Donc, cinq sur cinq pour l’atmosphère glauque et sinistre. En plus, la maison est constamment entourée d’un épais brouillard. Définitivement un roman gothique : lieux hantés ; secrets de famille ; ambiance cauchemardesque ; rythme lent et descriptif (quoique le déroulement de l’action arrive beaucoup plus promptement qu’un récit du 18e siècle). Là où la plume contemporaine de l’auteure joue avec les éléments stéréotypés, c’est essentiellement avec l’héroïne.

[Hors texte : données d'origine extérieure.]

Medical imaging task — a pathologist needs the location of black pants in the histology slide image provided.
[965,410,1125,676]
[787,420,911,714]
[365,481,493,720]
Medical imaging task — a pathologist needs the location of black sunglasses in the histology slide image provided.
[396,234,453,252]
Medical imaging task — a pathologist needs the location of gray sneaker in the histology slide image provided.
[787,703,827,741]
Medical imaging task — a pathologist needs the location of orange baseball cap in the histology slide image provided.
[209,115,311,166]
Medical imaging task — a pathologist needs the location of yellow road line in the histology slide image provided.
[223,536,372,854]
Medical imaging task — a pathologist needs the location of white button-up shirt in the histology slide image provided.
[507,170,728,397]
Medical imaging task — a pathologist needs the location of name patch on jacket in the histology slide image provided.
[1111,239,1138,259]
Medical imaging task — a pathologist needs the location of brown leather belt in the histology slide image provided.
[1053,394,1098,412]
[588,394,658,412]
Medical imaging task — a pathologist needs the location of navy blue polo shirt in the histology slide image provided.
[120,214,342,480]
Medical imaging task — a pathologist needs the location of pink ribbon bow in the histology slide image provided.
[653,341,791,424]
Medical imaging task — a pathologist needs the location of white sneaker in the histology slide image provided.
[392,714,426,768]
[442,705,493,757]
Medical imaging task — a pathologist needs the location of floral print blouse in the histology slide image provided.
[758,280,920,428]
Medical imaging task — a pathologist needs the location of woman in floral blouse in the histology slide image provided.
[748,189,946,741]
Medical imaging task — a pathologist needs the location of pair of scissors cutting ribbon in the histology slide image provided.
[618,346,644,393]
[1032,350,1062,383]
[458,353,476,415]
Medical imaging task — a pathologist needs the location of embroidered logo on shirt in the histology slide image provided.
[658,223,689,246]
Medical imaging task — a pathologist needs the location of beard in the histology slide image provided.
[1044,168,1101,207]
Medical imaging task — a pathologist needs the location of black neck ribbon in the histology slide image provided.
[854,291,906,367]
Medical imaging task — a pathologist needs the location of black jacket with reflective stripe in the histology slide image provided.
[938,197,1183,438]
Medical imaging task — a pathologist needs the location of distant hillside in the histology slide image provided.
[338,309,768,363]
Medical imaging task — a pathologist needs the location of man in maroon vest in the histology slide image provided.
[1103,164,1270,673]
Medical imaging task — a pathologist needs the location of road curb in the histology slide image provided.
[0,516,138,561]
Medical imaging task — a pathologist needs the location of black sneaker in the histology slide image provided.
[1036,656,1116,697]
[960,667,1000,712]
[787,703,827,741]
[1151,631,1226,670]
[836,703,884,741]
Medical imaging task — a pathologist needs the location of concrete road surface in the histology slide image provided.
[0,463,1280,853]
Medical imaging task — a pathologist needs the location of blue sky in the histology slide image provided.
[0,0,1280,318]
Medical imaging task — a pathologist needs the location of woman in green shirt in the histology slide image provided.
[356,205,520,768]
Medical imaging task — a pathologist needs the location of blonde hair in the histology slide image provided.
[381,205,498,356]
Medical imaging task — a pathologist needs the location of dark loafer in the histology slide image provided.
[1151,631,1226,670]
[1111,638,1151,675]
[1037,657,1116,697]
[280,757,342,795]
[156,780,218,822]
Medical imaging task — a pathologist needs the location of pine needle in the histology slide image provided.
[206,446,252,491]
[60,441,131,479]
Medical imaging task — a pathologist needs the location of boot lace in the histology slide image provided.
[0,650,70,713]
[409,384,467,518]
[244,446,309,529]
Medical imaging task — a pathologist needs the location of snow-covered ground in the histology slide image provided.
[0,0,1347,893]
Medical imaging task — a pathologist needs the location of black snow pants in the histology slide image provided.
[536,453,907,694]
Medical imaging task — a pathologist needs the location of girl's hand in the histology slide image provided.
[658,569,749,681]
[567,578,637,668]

Noemi, à la différence d’Émilie dans Les mystères d’Udolpho (lire mon article ici) ou même Victor Frankenstein de Mary Shelley (lire mon article juste là), a du caractère! L’époque des années 50 contrairement au 18e siècle aide grandement à insuffler une énergie resplendissante au personnage principal. Il faut dire que le cliché de la femme passive et sans défense est passé de mode. Pourtant, l’attitude de Noemi ne heurte en aucun cas le récit et il n’y a aucune dissonance avec la période choisie. Non, malgré sa contenance sûre d’elle, son désir de poursuivre ses études en anthropologie et son penchant pour la liberté, Noemi n’en reste pas moins sous le joug des conventions sociales.

Malgré cela, elle n’hésite pas à enquêter pour découvrir la vérité, mais plus encore à confronter cette famille d’origine britannique aux habitudes conservatrices, racistes et misogynes. Je ne veux pas vous en dévoiler une miette de plus, car ce serait gâcher votre lecture. Avertissement : plusieurs éléments présents dans le livre qui pourraient être traumatisants pour certains lecteurs. Il y a entre autres de la violence verbale et physique envers les femmes, de l’inceste ainsi qu’une xénophobie teintée d’un eugénisme absolument abject. Ah oui, sans oublier des descriptions de moisissure et de champignon à vous rendre malade…

Mexican Gothic n’est pas un roman parfait, car le scénario est prévisible et un peu répétitif. Malgré tout, je l’ai dévoré d’une traite et je le recommande pour ceux qui trouvent la littérature gothique du 18e siècle emmerdante. En 300 pages, Silvia Moreno-Garcia vous entraine dans une spirale haletante du début à la fin!